An international forum themed "Women, Cybersecurity and STEM" was held by the Vietnam Women's Union (VWU) and the UN Entity for Gender Equality and Empowerment of Women in Vietnam (UN Women) on March 29.
|Participants at the event (Photo: phunuvietnam.vn) |
Hanoi – An international forum themed "Women, Cybersecurity and STEM" was held by the Vietnam Women's Union (VWU) and the UN Entity for Gender Equality and Empowerment of Women in Vietnam (UN Women) on March 29.
The event was part of the activities to respond to the campaign of "Digital for All: Innovation and Technology for Gender Equality" launched by the UN, aiming to share experience and call for efforts to promote gender equality and to encourage women to master science, technology, engineering, math, and cyberspace.

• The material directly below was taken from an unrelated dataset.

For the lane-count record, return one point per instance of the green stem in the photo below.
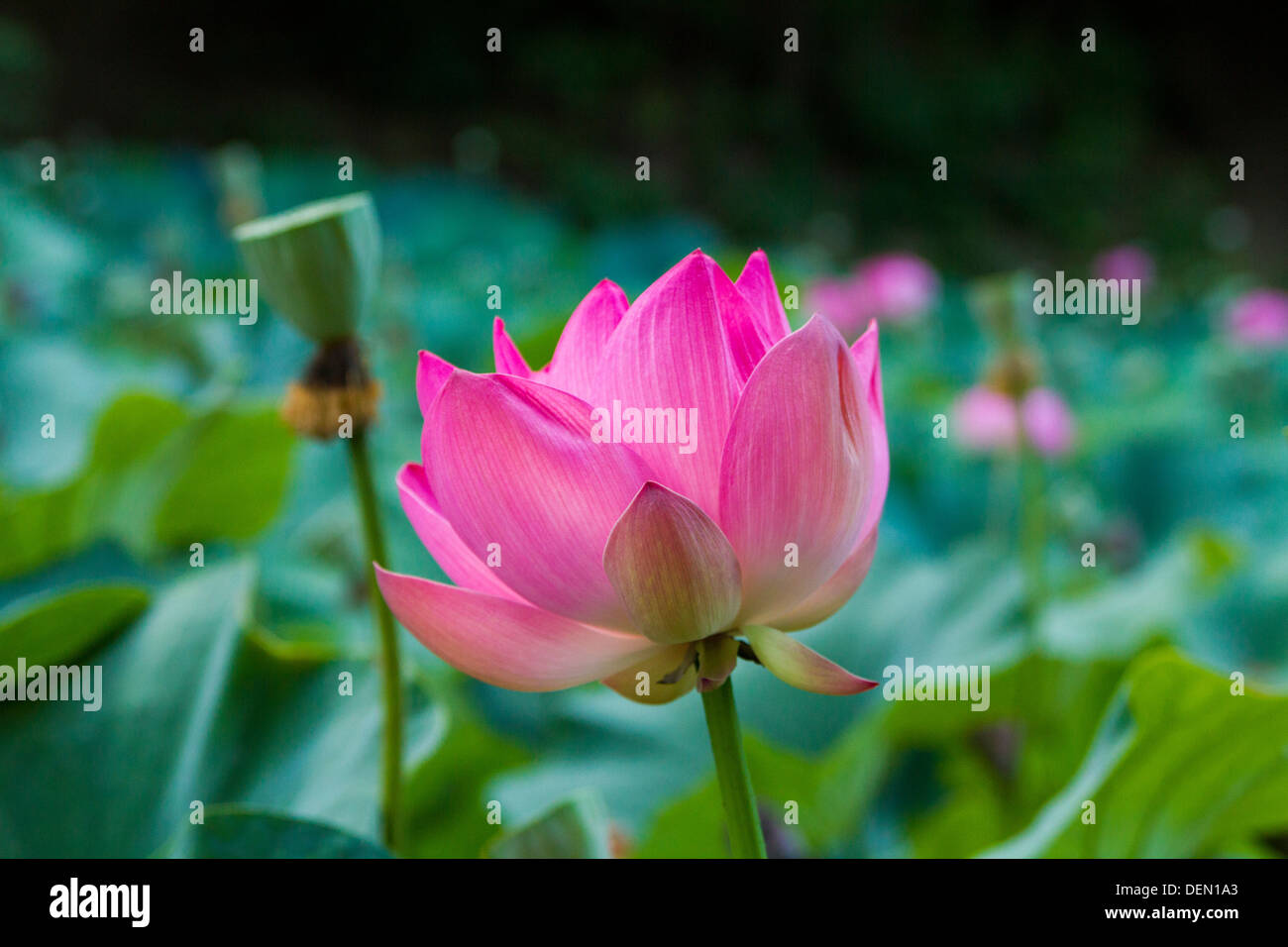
(1031, 521)
(741, 813)
(390, 678)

Addressing the event, President of the VWU Ha Thi Nga said that gender equality in science and technology will help bring into play the strengths of both genders and the great potential of that country's human resources.
However, Nga said that in reality, gender gaps remain in the field of Science, Technology, Engineering and Mathematics (STEM). He noted that the number of women engaging in the field and hold leadership position is modest.

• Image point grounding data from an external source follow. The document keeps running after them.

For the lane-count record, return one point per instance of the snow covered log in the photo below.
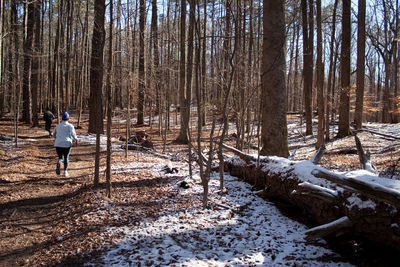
(370, 206)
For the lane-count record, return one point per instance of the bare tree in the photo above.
(307, 11)
(142, 20)
(182, 73)
(28, 40)
(109, 103)
(274, 135)
(360, 64)
(320, 80)
(96, 80)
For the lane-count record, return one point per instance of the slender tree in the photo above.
(142, 21)
(182, 73)
(307, 11)
(320, 80)
(329, 95)
(35, 83)
(109, 103)
(274, 135)
(344, 110)
(360, 64)
(28, 41)
(96, 80)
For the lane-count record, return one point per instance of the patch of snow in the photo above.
(257, 235)
(356, 201)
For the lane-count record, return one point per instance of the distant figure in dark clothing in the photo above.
(48, 118)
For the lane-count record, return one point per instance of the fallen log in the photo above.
(371, 208)
(378, 133)
(338, 226)
(365, 157)
(320, 152)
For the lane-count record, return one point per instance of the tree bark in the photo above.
(182, 73)
(141, 77)
(29, 28)
(320, 80)
(345, 58)
(274, 136)
(360, 64)
(308, 44)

According to a UN report in 2022, women made up only 22 per cent of the workforce in the artificial intelligence sector and 28 per cent of the engineering graduates.
Meanwhile, data showed that 38 per cent of women operating online in different countries have experienced cyber-violence.

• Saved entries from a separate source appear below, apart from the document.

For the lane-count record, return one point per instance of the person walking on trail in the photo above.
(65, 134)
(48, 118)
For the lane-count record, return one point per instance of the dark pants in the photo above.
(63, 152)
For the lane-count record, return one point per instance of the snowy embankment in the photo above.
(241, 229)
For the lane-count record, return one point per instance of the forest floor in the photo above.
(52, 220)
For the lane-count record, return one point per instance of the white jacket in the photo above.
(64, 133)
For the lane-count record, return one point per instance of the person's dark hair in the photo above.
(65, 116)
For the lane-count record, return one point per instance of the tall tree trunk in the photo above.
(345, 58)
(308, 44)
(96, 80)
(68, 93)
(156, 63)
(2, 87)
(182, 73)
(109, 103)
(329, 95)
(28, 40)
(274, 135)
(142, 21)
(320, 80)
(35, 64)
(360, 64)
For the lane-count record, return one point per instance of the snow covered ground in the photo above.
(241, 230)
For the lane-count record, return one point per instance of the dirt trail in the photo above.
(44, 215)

In order to change the situation, Nga underlined the need for joint efforts of stakeholders in pushing changes in macro-economic policies and making specific interventions for greater and more equal participation and benefits of women and girls from science and technology advances, helping them acquire knowledge and skills to protect themselves amid non-traditional challenges, especially cybersecurity.
Belarusian Ambassador to Vietnam Vladimir Baravikov stressed the necessity of due and close attention from the Government, agencies, as well as the general education system to ensuring equal rights in accessing education opportunities and digital technology, creating favourable conditions for women to contribute to, participate and benefit from STEM and in cyberspace.
Junior Colonel Nguyen Dinh Do Thi, deputy head of the Consultation Office under the Ministry of Public Security’s Department of Cyber Security and Hi-tech Crime Prevention, said that being fully aware of the benefits and harms of technology and cyberspace will help women and children protect themselves against invisible and non-traditional security challenges.
At the forum, participants shared initiatives and experience in promoting women and girls’ engagement in STEM and the building of a safety environment for women and girls.